Tak prezentowało się łowisko z naszego stanowiska :)

Było chwilę po 18 gdy pierwsze zestawy (metoda i koszyk) poleciały do wody - obyło się bez wstępnego nęcenia. Radzio skupił się na spławiku - kilka cennych rad od Luka odnośnie gruntowania, dały mu pierwsze ryby tego dnia - nieduże, ale jednak - dwa leszczyki zameldowały się na brzegu :) W tej samej chwili na metodzie odjazd, a że z powodu krwiożerczych bestii, potocznie zwanych komarami tańczyłem paralityczną sambę, wyglądając jak ... (to zostawiam w sferze domysłów :P ), wędkę złapałem w ostatniej dosłownie chwili - odjazd karpika był po prostu niesamowity :D Kilka minut holu, tym razem w rytmie czaczy i na macie zameldował się taki oto grubasek:



5,5 kg ryby zamknięte w 66 cm długości... taki skromny misiu (z tego co się po zlocie okazało, jeden z nielicznych, o ładnych gabarytach)

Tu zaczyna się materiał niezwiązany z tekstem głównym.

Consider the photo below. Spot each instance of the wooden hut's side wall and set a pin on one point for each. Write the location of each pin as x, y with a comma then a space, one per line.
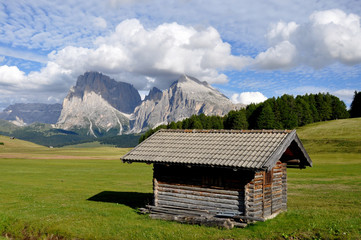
266, 194
208, 190
284, 186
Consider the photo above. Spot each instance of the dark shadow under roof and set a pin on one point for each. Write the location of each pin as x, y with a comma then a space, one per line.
247, 149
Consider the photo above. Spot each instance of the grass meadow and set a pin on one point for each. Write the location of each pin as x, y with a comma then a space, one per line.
88, 193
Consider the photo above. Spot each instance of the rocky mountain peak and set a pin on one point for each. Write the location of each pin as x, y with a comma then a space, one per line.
186, 96
122, 96
155, 94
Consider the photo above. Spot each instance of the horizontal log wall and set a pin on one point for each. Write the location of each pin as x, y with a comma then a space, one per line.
200, 189
266, 193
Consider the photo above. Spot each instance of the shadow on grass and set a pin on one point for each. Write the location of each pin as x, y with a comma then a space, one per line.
131, 199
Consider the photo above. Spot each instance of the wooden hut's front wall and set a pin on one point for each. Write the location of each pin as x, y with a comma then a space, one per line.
266, 194
212, 190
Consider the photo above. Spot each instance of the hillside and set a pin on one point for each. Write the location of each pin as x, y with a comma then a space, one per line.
332, 136
87, 193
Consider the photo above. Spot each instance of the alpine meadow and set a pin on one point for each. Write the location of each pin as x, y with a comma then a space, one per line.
88, 193
167, 120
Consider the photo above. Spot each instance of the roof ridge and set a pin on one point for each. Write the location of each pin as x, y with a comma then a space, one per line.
227, 130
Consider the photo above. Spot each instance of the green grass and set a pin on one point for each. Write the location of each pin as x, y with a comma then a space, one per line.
88, 193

Tego wieczora więcej już nie połapaliśmy, gdyż zbliżał się czas na... Grill party :D Więc trzeba było zbierać menele, a na pożegnanie pozostał nam taki oto widok:



A spod domku prezentował się następująco (ale zrobiło się nastrojowo :D ):



Nadeszła długo wyczekiwana chwila - gwóźdź programu - grill integracyjny :D Niestety z tego pamiętnego wydarzenia posiadam tylko jedno zdjęcie, a mnóstwo wspomnień - wiele ciekawych dyskusji, niesamowity klimat (jak w filmach u Lucjana :D ), genialni ludzie i śmieszne chwile (tak, tak Radzio Ty wiesz o czym mówię :D ), ale i nie tylko. Tomek koszulki, bluzy i wszystko z Twojej strony pełna profeska :) Laur - król wodopoju (?) - zwał jak zwał, dla mnie master chief :D Operator kamery rodem z Hollywood i fotograf wcale nie gorszy - po prostu ekipa wyborowa i niezapomniany wieczór (pomijając drogę na górę domku, która wydawać by się mogła wręcz mission imposible w tym stanie - tego już nie pamiętam, ale cały byłem, więc domyślam się, że było ok ;) )

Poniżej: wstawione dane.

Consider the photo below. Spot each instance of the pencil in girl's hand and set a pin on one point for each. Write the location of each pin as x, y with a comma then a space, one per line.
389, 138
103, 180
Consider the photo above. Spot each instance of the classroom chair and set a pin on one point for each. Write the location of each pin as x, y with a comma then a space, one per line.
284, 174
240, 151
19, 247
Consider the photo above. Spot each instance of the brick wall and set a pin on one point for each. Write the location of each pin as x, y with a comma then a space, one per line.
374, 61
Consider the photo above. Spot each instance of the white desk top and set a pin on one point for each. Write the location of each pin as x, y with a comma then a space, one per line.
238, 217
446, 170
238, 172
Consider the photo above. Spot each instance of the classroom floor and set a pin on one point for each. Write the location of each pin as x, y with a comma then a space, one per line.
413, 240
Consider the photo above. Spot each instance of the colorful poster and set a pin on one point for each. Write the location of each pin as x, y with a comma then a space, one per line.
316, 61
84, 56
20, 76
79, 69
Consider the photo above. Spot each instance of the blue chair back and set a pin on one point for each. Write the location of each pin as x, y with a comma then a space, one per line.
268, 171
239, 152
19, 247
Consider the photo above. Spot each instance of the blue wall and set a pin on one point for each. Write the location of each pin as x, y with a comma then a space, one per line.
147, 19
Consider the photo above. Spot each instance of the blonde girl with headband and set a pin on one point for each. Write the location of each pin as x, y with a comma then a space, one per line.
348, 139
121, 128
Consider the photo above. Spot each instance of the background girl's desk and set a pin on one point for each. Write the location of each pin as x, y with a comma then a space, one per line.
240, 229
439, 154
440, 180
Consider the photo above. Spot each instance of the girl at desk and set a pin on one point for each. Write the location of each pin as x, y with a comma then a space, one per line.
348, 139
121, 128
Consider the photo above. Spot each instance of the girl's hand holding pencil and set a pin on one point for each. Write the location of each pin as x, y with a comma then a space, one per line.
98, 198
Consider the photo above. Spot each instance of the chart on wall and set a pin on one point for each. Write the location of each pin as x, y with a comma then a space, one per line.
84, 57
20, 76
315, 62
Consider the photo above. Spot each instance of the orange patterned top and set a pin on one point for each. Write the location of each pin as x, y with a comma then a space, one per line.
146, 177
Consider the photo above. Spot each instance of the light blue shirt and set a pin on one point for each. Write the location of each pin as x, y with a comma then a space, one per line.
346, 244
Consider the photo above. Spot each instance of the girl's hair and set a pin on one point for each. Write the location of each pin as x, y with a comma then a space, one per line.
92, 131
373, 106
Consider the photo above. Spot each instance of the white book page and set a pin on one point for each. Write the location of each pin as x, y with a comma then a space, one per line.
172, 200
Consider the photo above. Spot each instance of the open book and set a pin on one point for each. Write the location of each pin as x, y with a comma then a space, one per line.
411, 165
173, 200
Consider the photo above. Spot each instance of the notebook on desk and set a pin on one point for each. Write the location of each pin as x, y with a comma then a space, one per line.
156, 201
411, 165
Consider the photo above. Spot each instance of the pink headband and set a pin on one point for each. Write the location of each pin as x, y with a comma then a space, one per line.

W naszej kanciapie trafiło mi się doborowe towarzystwo - Radek8 zwany Radziem, czempion Fisha zwany Maćkiem, złota rączka od kółwrotków, czyli Wonski81 zwany nacodzień Czesiem, oraz Maniu89 - po prostu Maniek :P (jak się pomyliłem to sorki :P ) Kkza zwany Karolem od początku jak się zameldowaliśmy gdzieś wyemigrował :P

Obudziwszy się nazajutrz z niemałym kacem, zacząłem się skrzętnie szykować na koleżeńskie zawody. Najpierw lekkie śniadanko, potem zbiórka, ogólne przywitanie i losowanie stanowisk - mój szczęśliwy numerek to 27, ale ze względu na fakt, iż kuzyn posiadał tylko podpórki, które mógł wbić wyłącznie w ziemię, a wylosował numerek 4, jak nie trudno się domyślić - zamieniliśmy się - Usiadłem w doborowym towarzystwie: Bartek, Bartek i... Michał :P
Ale zanim usiadłem to swój mandżur trzeba było przez pół łowiska przenieść - chłopaki już porozkładani, a ja w powijakach...
Na szczęście ze wszystkim zdążyłem na czas - pellety pozostały mi z dnia poprzedniego, zanęty nie rozrabiałem, przygotowałem jedynie mieszankę kukurydzy i konopii oraz pelletu 6mm do podnęcenia spombem - godzina 10 50 - klakson i nęcimy. 5 spombów poleciało w wodę, ledwo skończyłem nęcenie kolejny klakson - zawody czas zacząć!
Podobnie jak moi sąsiedzi, pomijając przy tym chyba najgorzej usadowionego Bartka_Wole, wszyscy nastawiliśmy się na metodę - jedynie wcześniej wspomniany zaatakował łowisko wagglerem (o ile się nie mylę :P ). Na start pikantna kiełbaska - chyba już klasyk. Czas płynie nieubłaganie, słońce zaczyna mocno palić, łeb pęka po imprezie z dnia poprzedniego - trzeba się zaleczyć - świeże powietrze nie pomaga, więc pozostaje klin - jeden, potem drugi... Czas dalej goni, a na liczniku 0 (okrągłe zero) ryb.
W międzyczasie urządziliśmy sobie ciekawą pogawędkę, śmiejąc się i żartując przy tym niemało, dzwoni telefon - kuzyn - zdać swoją relację - już dwa byczki - "kurde robi wynik" pomyślałem, a ja dalej nic. W końcu i ryby... tfu... ryba zlitowała się nade mną - na brzegu rekordowy leszczyk - 15 cm :P Bartek zaszalał i wyciągnął jesiotra, nieco dalej Czesiek też.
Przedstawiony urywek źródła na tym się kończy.